Question

How do you write \[64{{w}^{2}}+169{{v}^{2}}\] in the form of \[A\left( Bx+C \right)\left( Dx+E \right)\]?

Answer 1

Hint: This question is from the topic of algebra. In solving this question, we will first understand about the term iota and also know some formulas of iota. After that, we will solve the term \[64{{w}^{2}}+169{{v}^{2}}\] and make that term in the form of \[A\left( Bx+C \right)\left( Dx+E \right)\]. After that, we will get our answer.

Complete step by step answer:
Let us solve this question.
In this question, we have asked to write the term \[64{{w}^{2}}+169{{v}^{2}}\] in the form of \[A\left( Bx+C \right)\left( Dx+E \right)\]. Or, we can say that we have to solve the term \[64{{w}^{2}}+169{{v}^{2}}\] in such a way so that the solve term comes in the form of \[A\left( Bx+C \right)\left( Dx+E \right)\].
Before solving this question, let us first know about the term iota.
The term iota is denoted by the term \[i\]. The value of the term iota is: \[i=\sqrt{-1}\]
We can write the equation \[i=\sqrt{-1}\] as
\[{{i}^{2}}=-1\]
\[{{i}^{3}}=-i\]
\[{{i}^{4}}=1\]
Now, we know that negative number multiplied by negative number is always positive.

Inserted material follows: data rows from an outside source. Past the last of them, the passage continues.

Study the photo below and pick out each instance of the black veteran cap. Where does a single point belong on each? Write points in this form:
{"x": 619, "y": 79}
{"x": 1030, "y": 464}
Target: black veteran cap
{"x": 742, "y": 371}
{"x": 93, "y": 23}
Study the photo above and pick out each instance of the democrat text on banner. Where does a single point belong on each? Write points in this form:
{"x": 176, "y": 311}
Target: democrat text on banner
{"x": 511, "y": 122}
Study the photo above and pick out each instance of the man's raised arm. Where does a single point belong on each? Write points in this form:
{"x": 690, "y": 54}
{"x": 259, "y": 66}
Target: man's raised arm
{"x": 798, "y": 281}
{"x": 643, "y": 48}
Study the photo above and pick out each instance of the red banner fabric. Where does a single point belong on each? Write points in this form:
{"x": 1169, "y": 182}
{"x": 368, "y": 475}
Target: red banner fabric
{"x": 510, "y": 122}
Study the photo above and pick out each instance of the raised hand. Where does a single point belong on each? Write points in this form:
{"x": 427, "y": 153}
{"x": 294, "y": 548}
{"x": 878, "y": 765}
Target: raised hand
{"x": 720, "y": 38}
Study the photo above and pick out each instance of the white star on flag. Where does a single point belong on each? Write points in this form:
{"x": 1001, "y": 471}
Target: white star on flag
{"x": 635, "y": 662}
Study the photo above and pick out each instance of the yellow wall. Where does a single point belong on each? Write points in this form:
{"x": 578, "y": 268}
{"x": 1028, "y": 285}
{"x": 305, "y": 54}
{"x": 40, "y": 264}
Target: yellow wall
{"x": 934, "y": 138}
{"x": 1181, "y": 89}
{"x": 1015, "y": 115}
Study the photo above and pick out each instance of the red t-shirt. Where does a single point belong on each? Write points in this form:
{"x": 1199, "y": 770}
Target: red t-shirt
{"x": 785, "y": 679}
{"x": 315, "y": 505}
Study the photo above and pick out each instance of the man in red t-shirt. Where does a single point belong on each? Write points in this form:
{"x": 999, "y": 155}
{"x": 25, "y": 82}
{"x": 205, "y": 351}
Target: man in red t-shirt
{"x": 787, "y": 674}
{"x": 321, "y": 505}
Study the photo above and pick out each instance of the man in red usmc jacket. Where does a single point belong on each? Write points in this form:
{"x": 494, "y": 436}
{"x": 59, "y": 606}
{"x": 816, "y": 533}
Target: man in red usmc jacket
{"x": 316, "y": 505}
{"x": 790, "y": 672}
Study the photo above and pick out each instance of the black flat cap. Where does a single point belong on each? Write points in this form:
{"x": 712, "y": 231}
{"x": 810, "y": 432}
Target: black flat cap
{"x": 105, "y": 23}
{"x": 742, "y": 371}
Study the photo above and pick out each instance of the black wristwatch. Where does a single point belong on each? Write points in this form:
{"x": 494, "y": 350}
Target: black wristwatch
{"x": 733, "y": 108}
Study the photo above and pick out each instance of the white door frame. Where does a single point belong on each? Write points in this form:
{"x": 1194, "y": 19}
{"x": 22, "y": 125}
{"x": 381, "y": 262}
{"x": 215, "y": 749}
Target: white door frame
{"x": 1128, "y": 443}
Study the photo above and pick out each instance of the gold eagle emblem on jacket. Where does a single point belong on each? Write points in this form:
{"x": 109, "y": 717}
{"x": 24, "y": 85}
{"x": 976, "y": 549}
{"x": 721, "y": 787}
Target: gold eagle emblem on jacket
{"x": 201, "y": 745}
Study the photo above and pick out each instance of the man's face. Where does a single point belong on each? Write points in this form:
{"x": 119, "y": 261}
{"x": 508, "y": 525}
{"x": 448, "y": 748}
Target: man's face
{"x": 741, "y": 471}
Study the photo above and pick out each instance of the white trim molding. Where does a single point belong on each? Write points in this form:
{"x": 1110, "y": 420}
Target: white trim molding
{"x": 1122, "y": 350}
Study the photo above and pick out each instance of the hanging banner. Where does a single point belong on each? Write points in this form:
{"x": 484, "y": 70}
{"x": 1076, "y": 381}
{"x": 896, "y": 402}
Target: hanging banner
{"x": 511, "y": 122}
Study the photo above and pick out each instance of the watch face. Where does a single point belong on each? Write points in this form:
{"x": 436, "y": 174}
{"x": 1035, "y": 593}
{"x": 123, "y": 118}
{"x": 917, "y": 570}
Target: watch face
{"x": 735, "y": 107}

Or, we can say that \[\left( -1 \right)\times \left( -1 \right)=1\] and we know that the square of iota is negative of 1, so we can write \[\left( -1 \right)\times {{i}^{2}}=1\] or we can write this as \[-{{i}^{2}}=1\]. Now, seeing the term \[64{{w}^{2}}+169{{v}^{2}}\], we can write this term as
\[64{{w}^{2}}+169{{v}^{2}}=64{{w}^{2}}-{{i}^{2}}\times 169{{v}^{2}}\]
As we know that the square of 8 is 64 and square of 13 is 169, so we can write the above equation as
\[\Rightarrow 64{{w}^{2}}+169{{v}^{2}}={{8}^{2}}\times {{w}^{2}}-{{i}^{2}}\times {{13}^{2}}\times {{v}^{2}}\]
The above equation can also be written as
\[\Rightarrow 64{{w}^{2}}+169{{v}^{2}}={{\left( 8w \right)}^{2}}-{{\left( i13v \right)}^{2}}\]
Now, using the formula: \[{{a}^{2}}-{{b}^{2}}=\left( a+b \right)\left( a-b \right)\], we can write the above equation as
\[\Rightarrow 64{{w}^{2}}+169{{v}^{2}}=\left( 8w+i\times 13v \right)\left( 8w-i\times 13v \right)\]
So, we have solved this question now.
The term \[64{{w}^{2}}+169{{v}^{2}}\] in the form of \[A\left( Bx+C \right)\left( Dx+E \right)\] is \[\left( 8w+13iv \right)\left( 8w-13iv \right)\].

Note: We should have a better knowledge in the topic of algebra to solve this type of question easily. To solve this type of question easily, we should remember the formulas:
\[{{a}^{2}}-{{b}^{2}}=\left( a+b \right)\left( a-b \right)\]
Iota : \[i=\sqrt{-1}\]
\[{{i}^{2}}=-1\]
\[{{i}^{3}}=-i\]
\[{{i}^{4}}=1\]
Remember that, the negative number multiplied by a negative number is always a positive number.